The Great Glyphosate Rebellion continues at full pace in Europe as a new European Commission proposal for a temporary license extension of 18 months failed to receive support from the European Union members states.
The European Commission may now submit its temporary extension proposal to an appeal committee of political representatives of the 28 EU member states within one month.
A spokeswoman for the German Environment Ministry stated Monday; “There was no majority for glyphosate in the consultations today”.
In April, the European Parliament called for a ban on all private uses of glyphosate, as well as spraying around public parks and playgrounds.

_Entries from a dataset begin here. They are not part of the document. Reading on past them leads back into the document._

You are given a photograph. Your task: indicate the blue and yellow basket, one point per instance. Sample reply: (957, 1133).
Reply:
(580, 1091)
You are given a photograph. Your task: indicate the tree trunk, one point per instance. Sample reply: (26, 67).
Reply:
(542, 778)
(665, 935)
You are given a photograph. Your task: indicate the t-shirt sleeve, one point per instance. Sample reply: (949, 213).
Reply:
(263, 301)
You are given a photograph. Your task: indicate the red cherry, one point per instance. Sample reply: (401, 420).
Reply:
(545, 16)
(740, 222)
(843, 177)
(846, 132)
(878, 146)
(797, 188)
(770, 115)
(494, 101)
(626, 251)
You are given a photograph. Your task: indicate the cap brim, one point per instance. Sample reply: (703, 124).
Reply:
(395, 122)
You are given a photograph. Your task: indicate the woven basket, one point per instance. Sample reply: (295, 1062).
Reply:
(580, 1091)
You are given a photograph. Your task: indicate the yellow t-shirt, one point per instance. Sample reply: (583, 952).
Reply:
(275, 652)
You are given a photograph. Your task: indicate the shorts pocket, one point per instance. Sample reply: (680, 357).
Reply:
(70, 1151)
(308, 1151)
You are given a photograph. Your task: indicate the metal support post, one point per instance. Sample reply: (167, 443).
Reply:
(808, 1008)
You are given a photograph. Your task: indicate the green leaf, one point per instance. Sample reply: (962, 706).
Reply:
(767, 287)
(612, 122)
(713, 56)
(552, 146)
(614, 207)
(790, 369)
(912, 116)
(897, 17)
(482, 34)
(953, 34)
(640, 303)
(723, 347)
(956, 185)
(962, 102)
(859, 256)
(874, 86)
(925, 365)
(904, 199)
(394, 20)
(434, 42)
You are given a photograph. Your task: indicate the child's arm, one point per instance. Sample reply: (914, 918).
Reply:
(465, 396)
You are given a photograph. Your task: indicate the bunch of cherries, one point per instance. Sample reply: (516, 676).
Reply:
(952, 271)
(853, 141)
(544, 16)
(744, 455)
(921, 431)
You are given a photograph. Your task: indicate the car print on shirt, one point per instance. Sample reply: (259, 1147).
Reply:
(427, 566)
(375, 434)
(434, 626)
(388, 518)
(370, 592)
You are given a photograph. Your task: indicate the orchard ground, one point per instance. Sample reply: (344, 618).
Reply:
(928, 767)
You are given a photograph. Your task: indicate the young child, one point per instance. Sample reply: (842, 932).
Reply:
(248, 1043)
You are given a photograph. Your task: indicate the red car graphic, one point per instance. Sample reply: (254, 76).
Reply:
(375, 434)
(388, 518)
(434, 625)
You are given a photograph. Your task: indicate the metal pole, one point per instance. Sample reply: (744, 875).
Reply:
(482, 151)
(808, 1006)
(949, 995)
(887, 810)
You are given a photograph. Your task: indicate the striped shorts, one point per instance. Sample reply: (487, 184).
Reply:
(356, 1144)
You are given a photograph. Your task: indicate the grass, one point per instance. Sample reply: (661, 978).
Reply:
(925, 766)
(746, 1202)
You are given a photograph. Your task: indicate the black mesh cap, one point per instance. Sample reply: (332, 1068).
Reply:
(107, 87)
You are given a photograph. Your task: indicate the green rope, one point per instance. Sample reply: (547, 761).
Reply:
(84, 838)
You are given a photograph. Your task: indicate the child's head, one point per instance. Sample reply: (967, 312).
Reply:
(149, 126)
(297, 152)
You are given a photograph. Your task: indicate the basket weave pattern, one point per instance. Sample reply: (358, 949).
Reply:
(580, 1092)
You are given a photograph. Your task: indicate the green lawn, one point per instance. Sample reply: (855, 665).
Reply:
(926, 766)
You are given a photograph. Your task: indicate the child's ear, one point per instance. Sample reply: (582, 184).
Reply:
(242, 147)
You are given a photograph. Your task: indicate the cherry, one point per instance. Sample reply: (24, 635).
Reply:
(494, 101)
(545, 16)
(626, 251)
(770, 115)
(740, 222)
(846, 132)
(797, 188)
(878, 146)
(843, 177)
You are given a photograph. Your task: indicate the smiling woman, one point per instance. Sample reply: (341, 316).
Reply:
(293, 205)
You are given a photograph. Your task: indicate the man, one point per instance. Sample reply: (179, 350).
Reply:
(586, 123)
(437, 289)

It also opposed glyphosate spraying just ahead of harvesting, and called for the immediate disclosure of all scientific evidence used by the European Food Safety Authority to back up its claim that glyphosate is unlikely to cause harm.
The Commission had twice failed earlier in 2016 to garner enough support from EU governments for a long-term re-approval of glyphosate, before suggesting the temporary re-approval
Public pressure against glyphosate in countries across Europe has been intense, with nearly 1.5 million people petitioning the EU’s health commissioner, Vytenis Andriukaitis, for a ban on the substance, the Guardian reported.
After a Dutch parliament vote opposing the renewal of glyphosate’s permit, the Netherlands called for a postponement of the EU-wide decision. “If there is no possibility to postpone the vote, then we will vote against the proposal,” said Marcel van Beusekom, a spokesman for the Netherlands agriculture ministry.
The move by Sweden and the Netherlands follows the announcement on Friday by French Minister of Ecology Ségolène Royal that France will vote against the EU re-licensing of glyphosate.
Royal also added that France was not backing the European Food Safety Authority (EFSA) on their recent safety assessment of glyphosate and was instead basing their decision on the report of the World Health Organization’s International Agency for Research on Cancer (IARC) in 2015, which declared glyphosate to be a probable human carcinogen.